Melihat bagaimana Gavi tersenyum begitu manis saat menerima botol minum yang dioperkan padanya buat dirinya sedikit geram. Kajevrian tertawa, tawa kosong yang dirinya sendiri tidak mengerti mengapa ia harus tertawa dengan cara yang tidak menyenangkan seperti itu. "Apa sekarang suara gue juga mulai gak kedengeran ditelinga lo?"

"Gavi?"

Gavi tetap diam, wajahnya tanpa ekspresi, mulutnya terkatup rapat tak mau bicara, matanya menyorot tegas dengan sinar yang meredup. Tubuhnya diluruskan, Kajevrian memilih diam dengan hati yang mencelos. Pulpen digenggamannya diremat begitu kuat hingga terdengar bunyi 'krek', buat pengawas yang tengah membagikan lembar ujian berhenti sejenak untuk memberikan atensinya pada Kajevrian.

"Kajev, kalo genggaman tangan kamu sekuat itu yang rusak bukan cuma pulpennya, tangan kamu juga bisa rusak terkena pecahan pulpen yang kamu genggam."

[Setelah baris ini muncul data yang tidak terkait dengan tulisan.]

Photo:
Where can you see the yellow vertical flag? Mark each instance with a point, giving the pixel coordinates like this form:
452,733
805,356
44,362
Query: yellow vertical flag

Genggaman tangannya dibuka, rasa hangat dari darah yang mengucur ditangannya tidak juga buat Gavi menoleh padanya. Kajevrian menghela nafas, bangkit berdiri untuk membuang pulpen miliknya yang sudah hancur pada tempat sampah didekat pintu, biarkan darahnya menetes pada lantai yang kakinya pijak.

"Darah kamu Kajev, bersihkan di UKS, kembali ke kelas setelah tangan kamu diobati."

"Ya." ucapnya, kemudian pergi meninggalkan ruang kelas dengan tangan yang masih juga meneteskan darah dilantai putih koridor sepi sekolahnya.

+++

"Ada apa sama tangan lo?" adalah apa yang pertama kali Sagara tanyakan pada Kajevrian saat keduanya bertemu diarea kosong belakang sekolah.

"Gavi." bukan jawaban yang diberikannya, Kajevrian malah mengatakan hal lain pada Sagara. Tangannya yang sudah dibabat oleh perban putih ia abaikan.

"Kenapa lagi sama Gavi?" pertanyaan baru kembali Sagara layangkan, menggeser duduknya untuk beri ruang pada Kajevrian agar mengambil tempat disebelahnya.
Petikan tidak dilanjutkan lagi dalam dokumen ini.